4. New accounting standards and interpretations

 

4.1.Effective as from January 1, 2025

 

·Lack of Exchangeability Amendments to IAS 21

 

The amendments establish that when one currency is not exchangeable for another on the measurement date, the spot exchange rate must be estimated. In addition, they provide guidance on how to assess interchangeability between currencies and how to determine the spot exchange rate when interchangeability is absent. When the spot exchange rate is estimated because a currency is not exchangeable for another currency, information must be disclosed to allow the understanding of how the currency not exchangeable for another currency affects, or is expected to affect, the statements of income, the statement of financial position and the statements of cash flows.

 

The Company assessed this standard and concluded that it did not have a material impact on the financial statements.

 

4.2.Standards issued but not yet effective in 2025

 

·Presentation and Disclosure in Financial Statements – IFRS 18

 

The International Accounting Standards Board (IASB) has issued new requirements for the presentation and disclosure of information in general purpose financial statements to ensure they provide relevant and faithful representations of an entity's assets, liabilities, equity, income, and expenses.
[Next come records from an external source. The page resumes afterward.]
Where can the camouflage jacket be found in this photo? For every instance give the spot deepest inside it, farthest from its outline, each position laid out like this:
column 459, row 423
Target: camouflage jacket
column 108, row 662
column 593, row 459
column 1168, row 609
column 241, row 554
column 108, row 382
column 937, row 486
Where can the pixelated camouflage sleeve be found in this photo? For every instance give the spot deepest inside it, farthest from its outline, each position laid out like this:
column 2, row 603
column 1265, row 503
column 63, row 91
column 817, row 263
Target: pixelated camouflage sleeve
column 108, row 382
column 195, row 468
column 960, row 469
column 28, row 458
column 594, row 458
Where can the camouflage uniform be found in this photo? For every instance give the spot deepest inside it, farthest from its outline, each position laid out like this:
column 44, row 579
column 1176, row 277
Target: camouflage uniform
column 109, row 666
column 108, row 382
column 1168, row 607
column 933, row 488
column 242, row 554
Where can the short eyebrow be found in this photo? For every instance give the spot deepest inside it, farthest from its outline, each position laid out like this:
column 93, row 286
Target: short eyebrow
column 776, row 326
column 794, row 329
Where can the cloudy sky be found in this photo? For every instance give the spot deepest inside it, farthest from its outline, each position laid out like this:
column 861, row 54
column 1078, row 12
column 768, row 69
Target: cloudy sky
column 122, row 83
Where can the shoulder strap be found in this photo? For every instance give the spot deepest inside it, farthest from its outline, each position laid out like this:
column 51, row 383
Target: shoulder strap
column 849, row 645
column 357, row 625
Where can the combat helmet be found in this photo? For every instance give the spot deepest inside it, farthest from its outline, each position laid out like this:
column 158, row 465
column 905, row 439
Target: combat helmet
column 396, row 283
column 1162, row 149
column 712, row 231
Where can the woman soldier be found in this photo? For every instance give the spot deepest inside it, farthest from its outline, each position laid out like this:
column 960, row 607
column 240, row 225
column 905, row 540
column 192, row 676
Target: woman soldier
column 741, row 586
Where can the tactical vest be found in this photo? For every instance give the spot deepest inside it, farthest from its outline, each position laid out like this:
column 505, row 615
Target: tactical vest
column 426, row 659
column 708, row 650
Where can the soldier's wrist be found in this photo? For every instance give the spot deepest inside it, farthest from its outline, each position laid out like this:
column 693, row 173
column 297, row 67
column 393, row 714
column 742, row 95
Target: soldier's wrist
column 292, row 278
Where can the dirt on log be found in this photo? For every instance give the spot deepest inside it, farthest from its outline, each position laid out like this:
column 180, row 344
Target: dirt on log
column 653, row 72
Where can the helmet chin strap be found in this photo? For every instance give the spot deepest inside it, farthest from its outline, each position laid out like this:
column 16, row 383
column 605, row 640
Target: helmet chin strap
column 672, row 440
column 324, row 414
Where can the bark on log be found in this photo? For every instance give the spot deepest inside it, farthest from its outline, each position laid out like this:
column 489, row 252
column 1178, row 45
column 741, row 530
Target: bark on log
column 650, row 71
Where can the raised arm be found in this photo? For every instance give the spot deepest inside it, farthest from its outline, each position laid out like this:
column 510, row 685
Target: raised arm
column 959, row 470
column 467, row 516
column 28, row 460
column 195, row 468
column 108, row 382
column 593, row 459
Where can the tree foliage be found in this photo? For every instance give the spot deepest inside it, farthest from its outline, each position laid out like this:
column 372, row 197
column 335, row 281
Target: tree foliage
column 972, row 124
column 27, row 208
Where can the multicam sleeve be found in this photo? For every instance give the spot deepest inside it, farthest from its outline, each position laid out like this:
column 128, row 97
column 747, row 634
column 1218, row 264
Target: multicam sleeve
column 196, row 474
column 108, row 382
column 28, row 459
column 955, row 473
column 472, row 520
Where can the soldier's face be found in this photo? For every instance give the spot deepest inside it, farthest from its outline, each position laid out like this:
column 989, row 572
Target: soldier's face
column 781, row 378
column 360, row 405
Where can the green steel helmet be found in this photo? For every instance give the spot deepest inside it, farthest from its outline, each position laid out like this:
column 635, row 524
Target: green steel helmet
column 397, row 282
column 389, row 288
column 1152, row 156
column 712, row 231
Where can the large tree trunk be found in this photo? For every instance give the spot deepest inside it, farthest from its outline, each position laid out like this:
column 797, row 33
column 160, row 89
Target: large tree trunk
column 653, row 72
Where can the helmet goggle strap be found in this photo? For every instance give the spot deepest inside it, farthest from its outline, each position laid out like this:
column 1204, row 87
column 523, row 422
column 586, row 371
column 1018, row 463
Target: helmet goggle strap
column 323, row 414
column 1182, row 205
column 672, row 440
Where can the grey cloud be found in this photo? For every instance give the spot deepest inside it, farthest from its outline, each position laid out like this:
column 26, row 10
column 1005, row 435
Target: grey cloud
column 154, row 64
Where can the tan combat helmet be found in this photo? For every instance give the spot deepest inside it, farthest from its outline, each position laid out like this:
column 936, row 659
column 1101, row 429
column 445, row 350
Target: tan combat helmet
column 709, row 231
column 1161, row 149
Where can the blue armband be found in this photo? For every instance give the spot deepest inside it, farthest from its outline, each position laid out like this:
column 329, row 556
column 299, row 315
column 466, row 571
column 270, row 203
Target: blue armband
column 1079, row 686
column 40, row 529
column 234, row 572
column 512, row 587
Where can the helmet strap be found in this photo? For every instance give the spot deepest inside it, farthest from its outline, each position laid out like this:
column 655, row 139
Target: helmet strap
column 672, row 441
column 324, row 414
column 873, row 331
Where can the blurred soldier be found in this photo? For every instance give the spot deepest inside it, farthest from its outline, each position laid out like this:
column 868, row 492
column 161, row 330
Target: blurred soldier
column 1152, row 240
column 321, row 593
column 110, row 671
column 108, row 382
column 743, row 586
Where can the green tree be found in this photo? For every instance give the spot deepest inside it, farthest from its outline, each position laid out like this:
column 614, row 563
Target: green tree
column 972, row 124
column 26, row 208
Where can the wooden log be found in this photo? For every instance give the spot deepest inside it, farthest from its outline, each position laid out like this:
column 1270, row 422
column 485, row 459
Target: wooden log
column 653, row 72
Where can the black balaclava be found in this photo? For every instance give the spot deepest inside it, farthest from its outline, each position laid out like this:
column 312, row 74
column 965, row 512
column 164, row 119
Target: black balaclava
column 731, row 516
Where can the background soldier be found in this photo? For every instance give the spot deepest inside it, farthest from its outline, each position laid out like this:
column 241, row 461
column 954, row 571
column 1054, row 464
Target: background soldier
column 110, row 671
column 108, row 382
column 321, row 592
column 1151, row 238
The objective is to offer financial information that helps users assess the prospects for future net cash inflows and evaluate management’s stewardship of the entity’s economic resources.

 

These financial statements comply with IFRS Accounting Standards, adhering to both general and specific requirements for presenting information in the statement of financial performance, the statement of financial position, and the statement of changes in equity. The requirements include aggregation and disaggregation of information to ensure clarity, a comprehensive statement of profit or loss, and the presentation of totals and subtotals for key financial metrics. This standard, issued in April 2024, is effective for annual periods beginning on or after January 1, 2027 and the Company is assessing the impacts arising from this standard on the presentation and disclosures in the financial statements

 

·IFRS 9 – Financial Instruments and IFRS 7 – Financial Instruments: Disclosures

 

The amendments to IFRS 9 – Financial Instruments and IFRS 7 – Financial Instruments: Disclosures aim to enhance the clarity of classification, measurement, and disclosure of financial instruments. The updates consist of:

 

üClassification of Financial Instruments: The new guidelines focus on the contractual characteristics of financial instruments, particularly those related to Environmental, Social, and Governance (ESG) factors, which influence their measurement, either at amortized cost or fair value.
üProvision for Expected Losses: IFRS 9 now adopts a model based on expected losses, replacing the previous model that depended on losses incurred. This shift reflects a more proactive approach to risk management.
üElectronic Settlement of Liabilities: The amendments clarify the recognition of financial assets and liabilities when settled through electronic payment systems. A new accounting policy will also allow for early recognition of financial liabilities under specific conditions.

 

üDisclosure Transparency: More detailed disclosures will be required, particularly for financial instruments with contingent features related to sustainability goals. This aims to increase transparency and allow investors to better understand company investments.

 

These amendments will be effective from January 1, 2026, and the Company is assessing the impacts arising from this standard on the presentation and disclosures in the financial statements.